Location: Sala Pasinetti (Palazzo del Cinema)

            Mohamed Elhoseiny, Postdoc Researcher, Facebook AI Research, elhoseiny<at>fb.com

Devi Parikh, Assistant Professor at Georgia Tech, parikh<at>gatech.edu                    

Leonid Sigal, Senior Research Scientist at Disney Research, lsigal<at>disneyresearch.com

Manohar Paluri, Research Lead, Facebook Research, mano<at>fb.com

Margerett Mitchell, Senior Research Scientist, Google Research, margarmitchell <at> gmail.com

Ishan Misra, CMU

            Ahmed Elgammal, Professor at Rutgers University, elgammal<at>cs.rutgers.edu

The scope of this workshop lies in the boundary of Computer Vision and Natural Language Processing.
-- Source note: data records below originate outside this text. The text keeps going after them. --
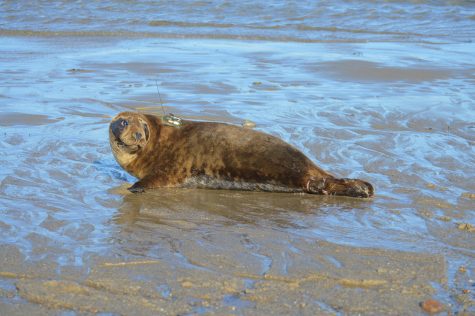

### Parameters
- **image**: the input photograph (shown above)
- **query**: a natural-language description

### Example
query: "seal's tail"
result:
[307,177,374,198]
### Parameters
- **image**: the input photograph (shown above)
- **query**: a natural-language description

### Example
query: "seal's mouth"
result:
[109,116,149,154]
[114,135,142,154]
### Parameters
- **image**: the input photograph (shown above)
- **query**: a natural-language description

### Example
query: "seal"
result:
[109,112,374,198]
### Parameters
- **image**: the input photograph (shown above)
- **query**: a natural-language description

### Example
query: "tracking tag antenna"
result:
[155,80,166,116]
[155,80,182,127]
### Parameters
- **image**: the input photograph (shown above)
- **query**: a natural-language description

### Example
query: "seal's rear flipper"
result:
[306,177,374,198]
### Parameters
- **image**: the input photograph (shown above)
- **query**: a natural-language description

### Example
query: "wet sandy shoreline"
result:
[0,37,475,315]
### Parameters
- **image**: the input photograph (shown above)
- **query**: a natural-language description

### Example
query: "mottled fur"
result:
[109,112,373,197]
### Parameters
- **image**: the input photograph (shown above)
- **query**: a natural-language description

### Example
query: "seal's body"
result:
[109,112,373,197]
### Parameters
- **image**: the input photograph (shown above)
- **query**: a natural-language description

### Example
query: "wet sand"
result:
[0,36,475,315]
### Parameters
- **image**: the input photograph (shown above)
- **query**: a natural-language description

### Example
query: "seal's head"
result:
[109,112,150,166]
In recent years, there have been increasing interest in the intersection between Computer Vision and NLP.  Researchers have studied several interesting tasks, including generating text descriptions from images and videos,  language embedding of images, and predicting visual classifiers from unstructured text. More recent work has further extended the scope of this area to combine videos and language; learning to solve non-visual tasks using visual cues;  visual question answering visual dialog; and others.  In this workshop, we aim to provide a full day focused on these interesting research areas, helping to bolster the communication and shared knowledge across tasks and approaches in this area, and provide a space to discuss the  future and impact of vision-language technology. We will also have a panel discussion focused on how to develop useful datasets and benchmarks that are suitable to the various tasks in this area.

Workshop Theme

Besides being an umbrella for research at the intersection between vision and language, this year we introduce a special theme for the workshop focused on  “Visual Storytelling”.  Visual Storytelling is the task of creating a short story based on a sequence of images, and we plan to host a  competition on this topic. We also plan to have a different special theme in each round of future CLVL workshops, helping to further advance and shine light on different aspects of vision-language research.  


The organizers of the workshop bring together a team of diverse researchers from academia (Georgia Tech and Rutgers) and industry (Facebook AI Research, Disney Research, Google Research).


Call for papers: The submitted extended abstracts will be considered for presentation. Accepted papers will be presented in the workshop poster session. A portion of the accepted papers will be orally presented. We solicit 2 page extended abstracts. Extended abstracts will not be included in the Proceedings of ICCV 2017 and not published in any form. Topics of this workshop include

  • learning to solve non-visual tasks using visual cues
  • question answering by visual verification
  • novel problems in vision and language
  • visual sense disambiguation
  • deep learning methods for vision and language
  • visual Reasoning on language problems
  • language based visual abstraction
  • text as weak labels for image or video classification.
  • image/Video Annotation and natural language description Generation,
  • text-to-scene generation
  • transfer learning for vision and language,
  • jointly learn to parse and perceive (text+image, text+video)
  • multimodal clustering and word sense disambiguation
  • unstructured text search for visual content
  • visually grounded language acquisition and understanding
  • language-based image and video search
  • linguistic descriptions of spatial relations
  • auto-illustration
  • natural language grounding & learning by watching  
  • learning knowledge from the web
  • language as a mechanism to structure and reason about visual perception
  • language as a learning bias to aid vision in both machines and humans
  • dialog as means of sharing knowledge about visual perception
  • stories as means of abstraction
  • understanding the relationship between language and vision in humans

Intended audience
The intended audience of this workshop are scientists working in the overlap area between vision and language.